A high-speed serial bus that was developed by Apple, Texas Instruments and others via the IEEE. Standardized as the IEEE 1394 High Performance Serial Bus (HPSB), FireWire supports 63 devices, real-time data transfer, hot swapping and simultaneous multiple speeds. It is widely used to download video from digital camcorders to the computer and is also used in other A/V applications.|
FireWire 400, 800, 1600 and 3200
Introduced in 2000 with a 6-pin connector, Firewire 400 (IEEE 1394a) provides 100, 200 and 400 Mbits/sec transfer at a distance of 4.5 meters between devices. FireWire 800 (IEEE 1394b) increased transfer rate to 800 Mbits/sec and cable distance to 100 meters in 2003. It also expanded cable options to glass and plastic fiber and Cat 5 Ethernet. Also included in IEEE 1394b, FireWire 1600 and FireWire 3200 increase transfer rates to 1.6 and 3.2 Gbits/sec respectively and are expected in the 2009 time frame.
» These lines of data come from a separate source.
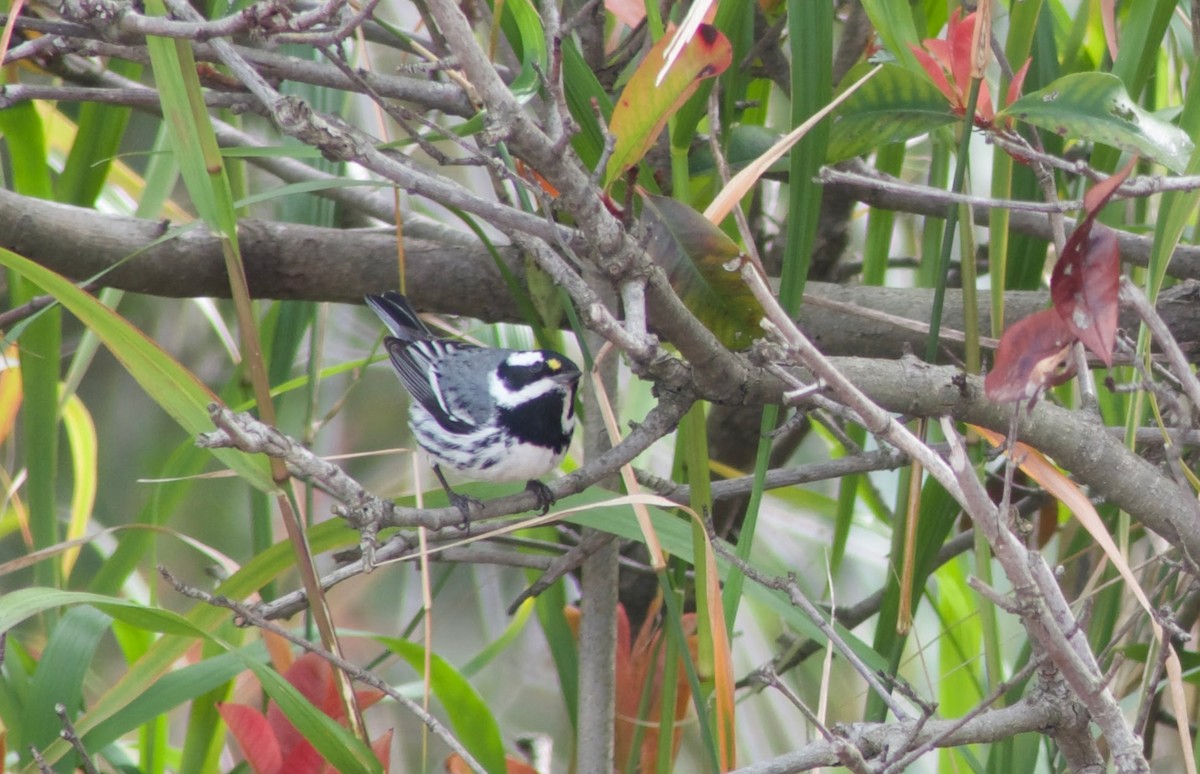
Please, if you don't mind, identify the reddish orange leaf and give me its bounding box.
[1050,223,1121,366]
[1050,158,1138,366]
[605,24,733,188]
[217,704,283,774]
[983,308,1075,403]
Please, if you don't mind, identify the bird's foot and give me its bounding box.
[526,479,558,516]
[446,490,484,532]
[433,466,484,532]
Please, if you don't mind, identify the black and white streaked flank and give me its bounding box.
[366,292,581,516]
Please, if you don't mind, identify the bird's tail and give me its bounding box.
[364,290,437,342]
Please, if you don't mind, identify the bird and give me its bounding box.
[365,290,582,524]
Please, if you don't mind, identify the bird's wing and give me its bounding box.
[383,336,479,433]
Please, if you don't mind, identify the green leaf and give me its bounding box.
[500,0,548,101]
[643,196,763,349]
[84,641,266,750]
[997,72,1195,173]
[248,650,383,773]
[0,250,275,492]
[22,607,110,750]
[827,65,959,163]
[376,637,506,774]
[863,0,922,72]
[605,24,733,188]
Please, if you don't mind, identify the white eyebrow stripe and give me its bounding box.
[508,349,546,366]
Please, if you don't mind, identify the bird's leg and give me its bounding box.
[433,466,484,529]
[526,479,558,516]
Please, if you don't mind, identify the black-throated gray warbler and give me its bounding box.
[366,290,581,520]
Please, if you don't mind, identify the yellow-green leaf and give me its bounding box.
[0,250,275,492]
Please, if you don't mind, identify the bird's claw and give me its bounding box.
[526,479,558,516]
[446,490,484,532]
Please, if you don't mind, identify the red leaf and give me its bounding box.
[1050,223,1121,366]
[1050,157,1138,366]
[217,704,283,774]
[946,8,976,104]
[983,308,1075,403]
[274,739,334,774]
[266,653,344,756]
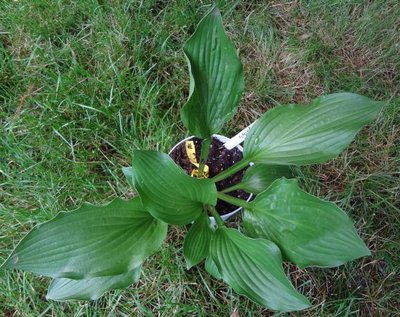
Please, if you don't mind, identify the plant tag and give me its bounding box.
[224,122,254,150]
[185,141,209,178]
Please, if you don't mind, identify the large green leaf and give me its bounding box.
[46,266,141,301]
[244,179,370,268]
[204,255,222,280]
[132,151,217,225]
[211,227,310,311]
[3,198,167,279]
[122,167,134,187]
[183,213,213,269]
[181,7,244,139]
[235,164,292,194]
[243,93,383,165]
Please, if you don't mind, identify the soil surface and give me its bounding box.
[170,137,250,215]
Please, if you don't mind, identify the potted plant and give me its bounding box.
[2,7,382,311]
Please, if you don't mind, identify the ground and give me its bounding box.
[0,0,400,316]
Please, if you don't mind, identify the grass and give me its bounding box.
[0,0,400,316]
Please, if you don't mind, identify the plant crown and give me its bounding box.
[2,7,382,311]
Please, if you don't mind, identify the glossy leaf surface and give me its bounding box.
[244,179,370,268]
[181,7,244,139]
[3,198,167,279]
[122,167,134,187]
[46,266,141,301]
[211,228,310,311]
[238,164,292,194]
[183,213,213,269]
[204,256,222,280]
[243,93,383,165]
[132,151,217,225]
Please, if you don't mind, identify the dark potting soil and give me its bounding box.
[170,137,250,215]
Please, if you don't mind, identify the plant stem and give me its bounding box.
[211,160,249,183]
[198,138,211,178]
[207,205,225,227]
[217,192,252,210]
[221,183,242,194]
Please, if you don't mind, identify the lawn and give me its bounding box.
[0,0,400,316]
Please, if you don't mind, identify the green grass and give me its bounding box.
[0,0,400,316]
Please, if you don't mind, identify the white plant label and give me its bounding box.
[224,122,254,150]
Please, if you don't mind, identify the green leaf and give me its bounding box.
[211,227,310,311]
[204,256,222,280]
[122,167,134,188]
[244,179,370,268]
[183,212,213,269]
[181,7,244,139]
[46,266,141,301]
[3,198,167,279]
[243,93,383,165]
[237,164,292,194]
[132,151,217,225]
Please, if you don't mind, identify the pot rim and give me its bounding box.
[168,134,253,226]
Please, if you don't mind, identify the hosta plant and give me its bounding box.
[2,8,382,311]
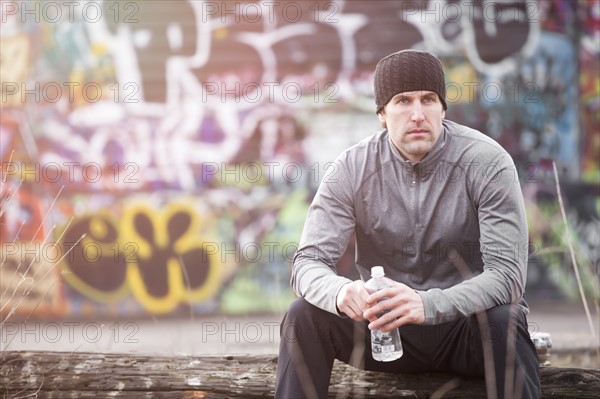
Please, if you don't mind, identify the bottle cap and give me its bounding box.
[371,266,385,277]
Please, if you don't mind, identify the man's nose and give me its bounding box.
[411,101,425,122]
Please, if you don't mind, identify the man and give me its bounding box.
[275,50,540,398]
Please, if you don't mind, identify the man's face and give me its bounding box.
[377,91,446,162]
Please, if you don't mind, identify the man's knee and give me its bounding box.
[284,297,324,323]
[478,304,527,341]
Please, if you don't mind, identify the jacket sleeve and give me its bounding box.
[418,152,529,324]
[291,154,355,315]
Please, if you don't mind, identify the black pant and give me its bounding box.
[275,298,541,399]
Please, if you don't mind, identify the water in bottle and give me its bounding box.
[365,266,403,362]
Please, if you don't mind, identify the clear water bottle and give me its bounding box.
[365,266,403,362]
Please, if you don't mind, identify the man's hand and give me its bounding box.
[363,283,425,332]
[336,280,369,321]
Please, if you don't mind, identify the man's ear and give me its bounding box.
[377,109,387,129]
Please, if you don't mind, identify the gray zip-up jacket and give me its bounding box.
[291,120,528,324]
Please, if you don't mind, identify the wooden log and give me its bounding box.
[0,352,600,399]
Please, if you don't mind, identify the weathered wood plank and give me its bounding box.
[0,352,600,399]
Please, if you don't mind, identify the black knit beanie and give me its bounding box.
[374,50,446,113]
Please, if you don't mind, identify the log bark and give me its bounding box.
[0,352,600,399]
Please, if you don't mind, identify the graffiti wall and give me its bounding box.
[0,0,600,318]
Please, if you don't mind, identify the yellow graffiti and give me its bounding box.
[122,204,220,313]
[62,203,222,314]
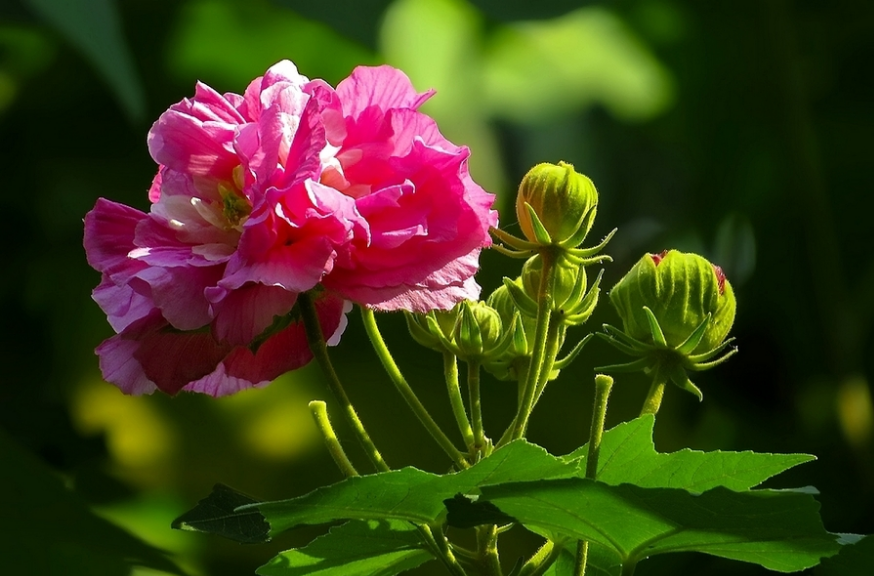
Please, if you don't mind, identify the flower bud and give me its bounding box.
[452,300,503,361]
[404,307,458,352]
[610,250,735,354]
[516,162,598,248]
[522,255,586,310]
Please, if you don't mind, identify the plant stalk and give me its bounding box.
[361,306,466,467]
[309,400,358,478]
[297,292,390,472]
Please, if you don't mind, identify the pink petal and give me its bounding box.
[337,66,434,117]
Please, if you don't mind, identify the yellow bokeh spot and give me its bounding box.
[837,375,874,448]
[71,380,174,469]
[221,370,321,461]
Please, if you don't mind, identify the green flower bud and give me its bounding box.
[452,300,506,361]
[522,255,586,311]
[404,307,458,352]
[516,162,598,248]
[610,250,735,354]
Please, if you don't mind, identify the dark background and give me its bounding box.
[0,0,874,576]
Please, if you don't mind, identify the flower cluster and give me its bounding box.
[85,61,497,396]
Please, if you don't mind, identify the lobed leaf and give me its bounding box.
[252,440,577,535]
[480,478,839,572]
[564,415,816,492]
[255,520,433,576]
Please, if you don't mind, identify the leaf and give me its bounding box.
[480,478,839,572]
[172,484,270,544]
[26,0,146,120]
[564,415,815,492]
[255,520,433,576]
[813,536,874,576]
[0,430,183,576]
[543,541,622,576]
[252,440,577,535]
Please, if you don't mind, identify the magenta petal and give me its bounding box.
[184,295,349,396]
[337,66,434,117]
[211,284,297,346]
[84,198,148,272]
[94,335,158,396]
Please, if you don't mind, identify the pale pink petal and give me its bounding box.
[207,284,297,345]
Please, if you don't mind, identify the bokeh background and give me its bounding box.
[0,0,874,576]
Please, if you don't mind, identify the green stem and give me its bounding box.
[532,316,563,410]
[309,400,358,478]
[416,525,467,576]
[443,352,476,450]
[640,366,668,416]
[574,540,589,576]
[361,306,464,466]
[574,374,613,576]
[476,525,503,576]
[297,292,390,472]
[518,540,563,576]
[586,374,613,480]
[467,362,487,456]
[511,250,554,440]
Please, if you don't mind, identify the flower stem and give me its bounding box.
[297,292,390,472]
[574,374,613,576]
[476,525,503,576]
[586,374,613,480]
[467,362,487,456]
[518,540,563,576]
[511,250,554,440]
[361,306,466,467]
[640,366,668,416]
[309,400,358,478]
[443,352,476,449]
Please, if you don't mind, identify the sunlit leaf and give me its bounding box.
[256,520,433,576]
[565,415,815,492]
[252,441,577,535]
[480,478,840,572]
[173,484,270,544]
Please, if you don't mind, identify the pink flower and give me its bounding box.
[322,66,497,312]
[85,61,496,396]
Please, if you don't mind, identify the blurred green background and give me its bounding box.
[0,0,874,576]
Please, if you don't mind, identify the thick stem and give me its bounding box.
[640,366,668,416]
[476,525,503,576]
[361,306,464,466]
[586,374,613,480]
[297,292,390,472]
[309,400,358,478]
[512,250,555,440]
[574,374,613,576]
[467,362,487,456]
[443,352,476,450]
[518,540,562,576]
[416,525,467,576]
[574,540,589,576]
[532,316,563,410]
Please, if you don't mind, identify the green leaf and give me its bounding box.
[480,478,839,572]
[172,484,270,544]
[252,440,577,535]
[564,415,815,492]
[255,520,433,576]
[26,0,146,120]
[813,536,874,576]
[0,430,183,576]
[543,541,622,576]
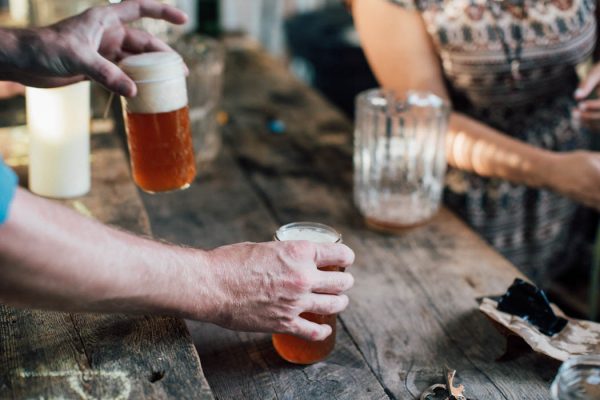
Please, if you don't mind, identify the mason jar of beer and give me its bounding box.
[120,52,196,193]
[272,222,344,364]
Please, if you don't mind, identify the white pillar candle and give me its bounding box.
[25,82,90,198]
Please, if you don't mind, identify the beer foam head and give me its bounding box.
[120,51,188,114]
[275,222,342,243]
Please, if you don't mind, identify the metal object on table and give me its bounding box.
[419,367,468,400]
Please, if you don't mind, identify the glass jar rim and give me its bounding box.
[273,221,342,243]
[356,88,451,114]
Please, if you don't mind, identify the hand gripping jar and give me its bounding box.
[120,52,196,193]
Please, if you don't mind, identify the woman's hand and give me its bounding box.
[573,63,600,132]
[0,0,187,96]
[546,151,600,210]
[187,241,354,340]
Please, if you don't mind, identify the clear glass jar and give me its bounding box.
[551,354,600,400]
[273,222,343,364]
[354,89,450,229]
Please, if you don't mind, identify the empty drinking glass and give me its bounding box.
[354,89,450,229]
[551,354,600,400]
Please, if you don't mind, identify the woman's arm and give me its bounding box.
[353,0,556,187]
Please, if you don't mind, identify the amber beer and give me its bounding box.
[273,222,343,364]
[120,52,196,193]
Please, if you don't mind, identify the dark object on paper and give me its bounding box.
[498,279,567,336]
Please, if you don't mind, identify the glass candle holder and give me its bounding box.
[273,222,344,364]
[354,89,450,229]
[551,354,600,400]
[25,82,91,198]
[120,52,196,193]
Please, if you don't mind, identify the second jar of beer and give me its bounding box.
[120,52,196,193]
[273,222,344,364]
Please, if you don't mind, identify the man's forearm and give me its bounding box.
[0,190,209,316]
[446,113,554,187]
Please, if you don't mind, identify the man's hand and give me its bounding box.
[188,241,354,340]
[0,0,187,96]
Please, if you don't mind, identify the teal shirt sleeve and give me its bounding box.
[0,158,18,225]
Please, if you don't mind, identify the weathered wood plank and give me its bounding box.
[211,44,556,399]
[0,130,213,399]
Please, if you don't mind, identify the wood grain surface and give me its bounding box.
[143,42,557,400]
[0,130,213,399]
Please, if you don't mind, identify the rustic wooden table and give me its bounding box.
[0,129,213,400]
[143,42,557,400]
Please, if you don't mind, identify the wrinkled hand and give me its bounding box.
[7,0,187,96]
[573,63,600,132]
[198,241,354,340]
[547,151,600,210]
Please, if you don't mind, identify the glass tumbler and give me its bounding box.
[273,222,344,364]
[354,89,450,229]
[551,354,600,400]
[175,35,225,165]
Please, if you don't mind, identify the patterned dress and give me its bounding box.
[390,0,596,285]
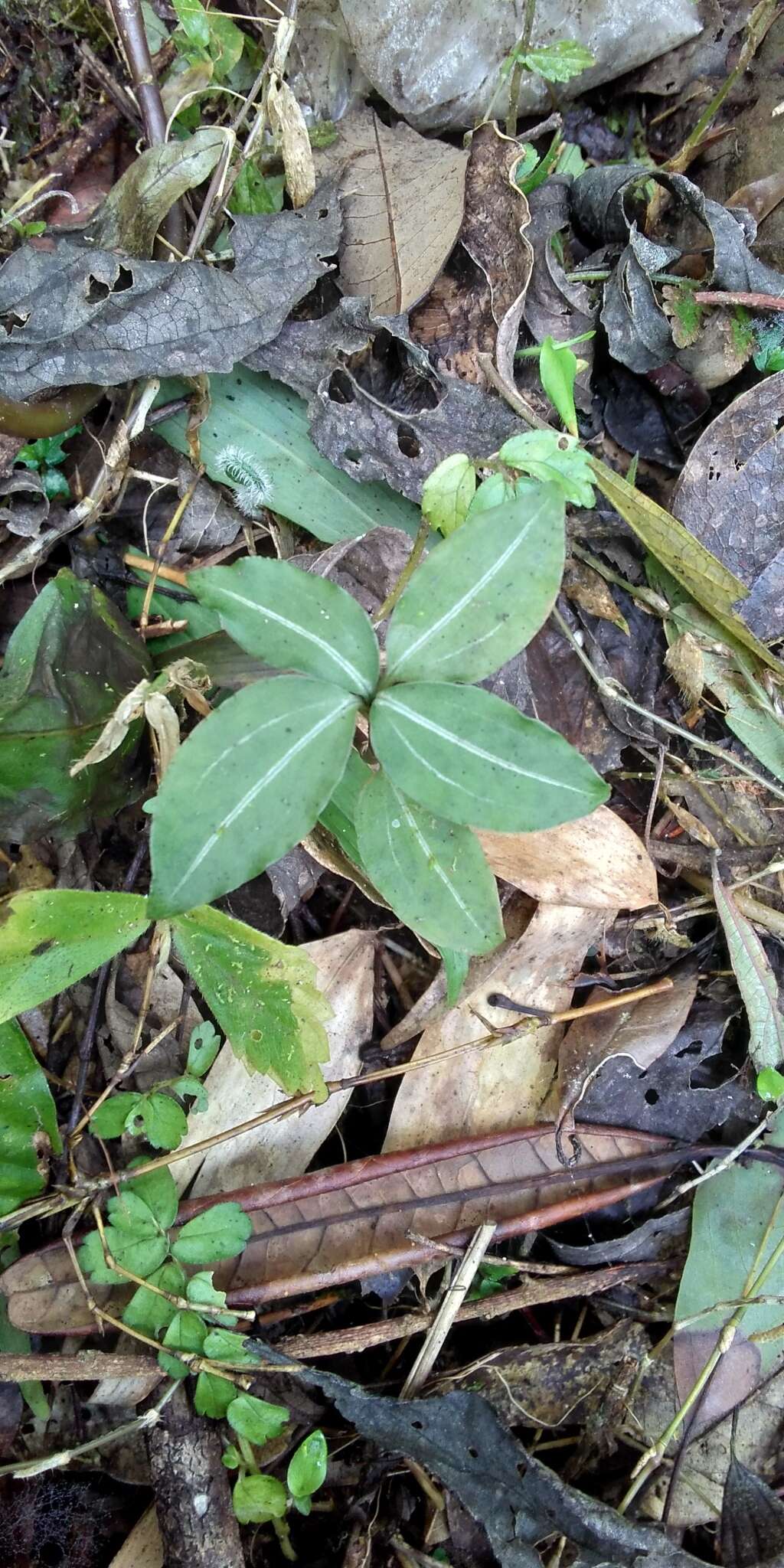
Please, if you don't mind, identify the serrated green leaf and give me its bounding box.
[106,1187,162,1239]
[540,337,577,436]
[714,864,784,1073]
[158,1311,207,1378]
[188,555,380,696]
[422,452,477,537]
[591,458,784,675]
[151,676,358,916]
[226,1394,289,1444]
[171,1203,253,1264]
[286,1430,329,1498]
[155,365,420,544]
[122,1155,178,1231]
[0,570,151,846]
[356,772,503,953]
[133,1093,188,1149]
[370,681,610,832]
[193,1374,240,1423]
[232,1475,289,1524]
[387,483,564,682]
[498,430,596,507]
[204,1328,259,1367]
[122,1260,185,1339]
[172,905,331,1095]
[518,38,596,81]
[90,1089,141,1138]
[0,1019,61,1215]
[0,889,151,1022]
[185,1019,221,1077]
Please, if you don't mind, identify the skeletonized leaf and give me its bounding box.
[356,772,503,953]
[0,889,151,1022]
[151,676,358,916]
[714,861,784,1073]
[477,806,658,910]
[387,480,564,682]
[370,681,610,832]
[188,555,378,696]
[174,906,329,1095]
[0,1019,61,1214]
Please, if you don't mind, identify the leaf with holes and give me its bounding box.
[370,681,610,832]
[151,676,358,916]
[356,772,503,953]
[188,555,378,696]
[387,482,564,684]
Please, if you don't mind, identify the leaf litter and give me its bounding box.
[0,0,784,1568]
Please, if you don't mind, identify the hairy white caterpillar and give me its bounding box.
[215,447,273,518]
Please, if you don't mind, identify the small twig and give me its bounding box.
[400,1223,495,1399]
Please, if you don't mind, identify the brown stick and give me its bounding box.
[148,1387,244,1568]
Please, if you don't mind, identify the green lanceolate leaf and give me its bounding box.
[540,337,577,436]
[387,483,564,682]
[714,864,784,1073]
[174,905,331,1095]
[226,1394,289,1444]
[0,889,151,1022]
[171,1203,253,1264]
[0,570,151,844]
[0,1019,61,1214]
[188,555,378,696]
[422,452,477,537]
[370,681,610,832]
[151,676,358,916]
[157,365,419,544]
[356,772,503,953]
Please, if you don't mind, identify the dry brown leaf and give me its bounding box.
[384,905,606,1151]
[558,975,696,1122]
[172,929,373,1194]
[315,109,469,315]
[479,806,658,910]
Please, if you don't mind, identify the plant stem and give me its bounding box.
[507,0,536,138]
[373,505,430,626]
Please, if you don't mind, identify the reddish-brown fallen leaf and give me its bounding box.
[0,1124,682,1334]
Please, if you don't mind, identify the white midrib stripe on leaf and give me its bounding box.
[378,693,585,795]
[171,696,356,900]
[207,588,368,694]
[387,782,486,936]
[394,511,540,669]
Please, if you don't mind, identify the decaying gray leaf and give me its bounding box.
[247,295,519,500]
[673,371,784,640]
[315,108,467,314]
[0,190,340,398]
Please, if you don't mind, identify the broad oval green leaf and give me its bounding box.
[171,1203,253,1264]
[0,889,151,1022]
[387,482,564,682]
[370,681,610,832]
[0,1019,61,1214]
[174,905,331,1095]
[188,555,378,696]
[151,676,358,916]
[356,772,503,953]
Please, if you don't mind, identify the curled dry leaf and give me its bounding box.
[558,975,696,1122]
[172,929,373,1197]
[2,1125,681,1333]
[479,806,658,910]
[315,108,467,312]
[384,905,603,1149]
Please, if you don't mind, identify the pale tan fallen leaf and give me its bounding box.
[172,929,373,1195]
[558,975,696,1121]
[384,905,607,1152]
[315,109,469,315]
[479,806,658,910]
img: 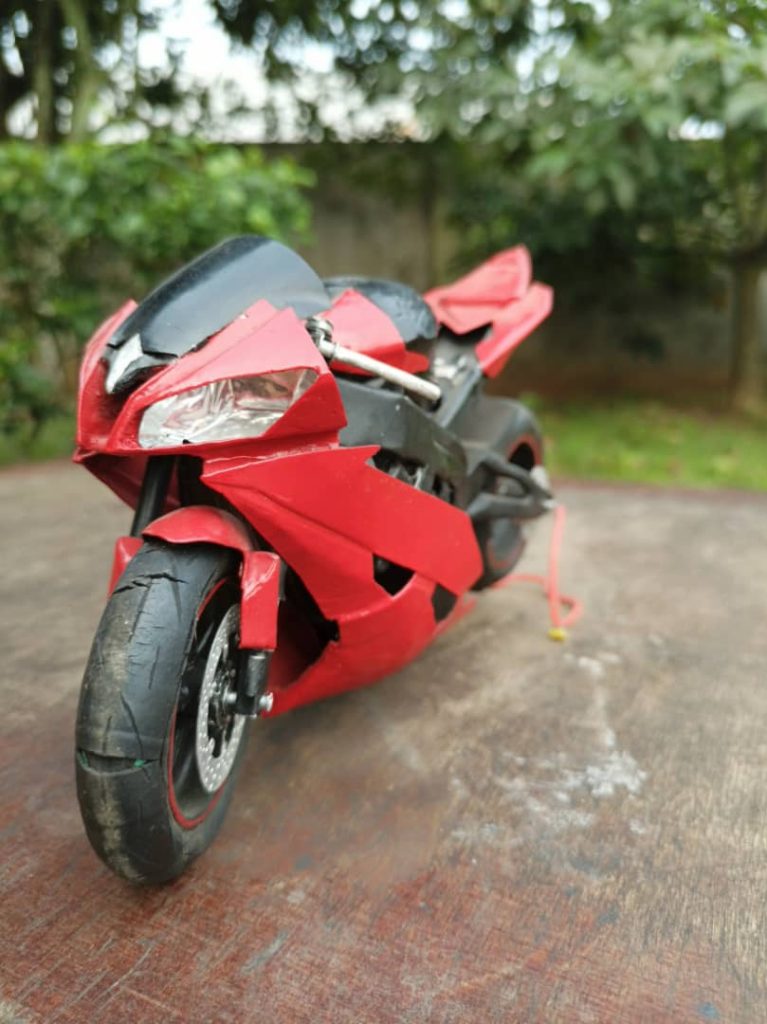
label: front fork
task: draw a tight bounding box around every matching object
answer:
[118,455,285,718]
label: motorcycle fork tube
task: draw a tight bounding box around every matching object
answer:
[130,455,176,537]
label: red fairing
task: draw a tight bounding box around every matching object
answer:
[143,505,253,552]
[323,289,429,375]
[141,505,282,650]
[76,241,540,714]
[75,299,136,459]
[240,551,282,650]
[75,301,346,509]
[475,283,554,377]
[424,246,532,334]
[105,301,346,454]
[424,246,553,377]
[204,447,481,714]
[108,537,141,594]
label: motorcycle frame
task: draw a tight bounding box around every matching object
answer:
[75,249,551,715]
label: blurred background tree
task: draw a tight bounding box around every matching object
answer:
[0,0,767,475]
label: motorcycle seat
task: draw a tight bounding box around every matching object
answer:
[323,274,438,345]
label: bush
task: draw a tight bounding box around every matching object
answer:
[0,138,311,434]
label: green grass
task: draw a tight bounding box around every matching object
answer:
[0,395,767,490]
[0,413,75,466]
[525,396,767,490]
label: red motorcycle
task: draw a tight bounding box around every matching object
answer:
[75,237,552,883]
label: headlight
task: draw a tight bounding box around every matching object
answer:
[138,370,317,449]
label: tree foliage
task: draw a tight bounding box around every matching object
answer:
[403,0,767,408]
[0,139,310,429]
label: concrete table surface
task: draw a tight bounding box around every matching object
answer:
[0,465,767,1024]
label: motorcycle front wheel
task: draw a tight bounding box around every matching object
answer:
[76,542,248,884]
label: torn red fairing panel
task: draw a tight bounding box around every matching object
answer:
[424,246,554,377]
[204,447,481,714]
[323,289,429,376]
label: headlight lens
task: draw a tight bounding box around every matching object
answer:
[138,370,317,449]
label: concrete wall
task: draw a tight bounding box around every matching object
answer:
[266,145,767,398]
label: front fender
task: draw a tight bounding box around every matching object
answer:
[142,505,282,650]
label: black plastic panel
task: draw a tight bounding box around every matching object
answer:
[325,275,438,344]
[109,234,330,356]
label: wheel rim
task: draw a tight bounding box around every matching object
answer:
[195,605,245,793]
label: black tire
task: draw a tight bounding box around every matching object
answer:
[76,542,247,884]
[473,402,543,590]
Early on, Sony eliminated two power lines from the FireWire 400 cable and introduced a small 4-pin FireWire connector, dubbed "i.Link," which is used on many laptops. i.Link cables have the i.Link 4-pin plug on one end and either the 6-pin FireWire 400 plug or the 9-pin FireWire 800 plug on the other.
The 6-pin socket is commonly found on desktop computers for FireWire 400 connections. Sony's smaller 4-pin i.Link socket is also common on laptops, while FireWire 800 uses a 9-pin plug and socket.
The faster FireWire 800 is backward compatible with FireWire 400 devices, but requires a "bilingual" cable that has a 9-pin FireWire 800 plug on one end and a 6-pin FireWire 400 plug on the other.